Sarah Adams returns to Rome, Kentucky with a tender rivals-to-lovers romance that wears its heart on its sleeve. Beg, Borrow or Steal pairs prickly perfectionist Emily Walker with charming word-nerd Jack Bennett, two teachers who have circled each other for years and finally collide in a summer that rewires what they believe about love, family, and themselves.
The setup
Emily is the eldest-daughter archetype in the best and most aching ways. She holds everything together for everyone else, which keeps her safe but lonely. Jack has just come off a broken engagement and a lifetime of people-pleasing learned from a narcissistic father. They are neighbors, colleagues, and long-time antagonists who swear they do not like each other. Then Emily misfires an email that threatens to expose her secret side hustle as a romance author, and the only person who can help her contain the damage is, inconveniently, Jack.
The favor becomes a truce, the truce turns into late-night problem-solving, and the banter starts to sound suspiciously like flirting. With school out for the summer, they are free from faculty-room politics, which lets their real selves take center stage.
What works
Banter with bite and warmth. Emily and Jack volley jokes and jabs that feel effortless rather than performative.

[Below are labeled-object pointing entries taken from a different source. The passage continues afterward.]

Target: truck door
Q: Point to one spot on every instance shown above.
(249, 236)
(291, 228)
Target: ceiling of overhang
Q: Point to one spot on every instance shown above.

The humor is quick, but Adams lets vulnerability slip through the cracks so the chemistry lands.
Character-first romance. Readers who loved Practice Makes Perfect will recognize Adams’s gift for writing emotionally aware men and guarded women learning to risk softness. Jack apologizes when he is wrong, listens without fixing, and shows up. Emily’s arc is about loosening her white-knuckled grip on control and trusting that she is lovable as she is.
Themes beyond the meet-cute. The novel explores eldest-daughter pressure, the courage of asking for help, and how childhood coping skills can harden into adult habits. It is a comfort read that still respects the complexities of healing.
Series flavor without confusion. Cameos from Rome, Kentucky favorites add sparkle for longtime fans while the story still functions as a true standalone. If you have not read the first two books, you will be fine, but returning readers will grin at the updates.
What might not land for everyone
Light touch on the heavy. Some readers may wish the book dug deeper into the harder conversations or stretched the enemies portion longer before the thaw. The final act resolves briskly. If you prefer angst-heavy, slow burn epics, you may find this one sweet more than searing.
Heat level calibration. Adams is known for closed door, and this entry nudges the door open a crack in a few chapters. The intimacy serves character growth, but strict fade-to-black readers may choose to skim those scenes.
Tropes and vibes
- Rivals to lovers
- Neighbors
- Small town setting
- Coworkers in academia
- He falls first energy
- Found family threads
The verdict
Beg, Borrow or Steal is a heartfelt, summer-bright romance that balances laugh-out-loud banter with sincere emotional beats. Emily and Jack feel like real people choosing each other on purpose, not characters pushed together by trope engines. If you are in the mood for something that will make you smile at your screen, highlight soft one-liners, and believe, again, that tenderness is a strength, this one belongs on your nightstand.
My rating: 4.5 out of 5 for swoony dialogue, lovable leads, and a healing arc that goes down easy.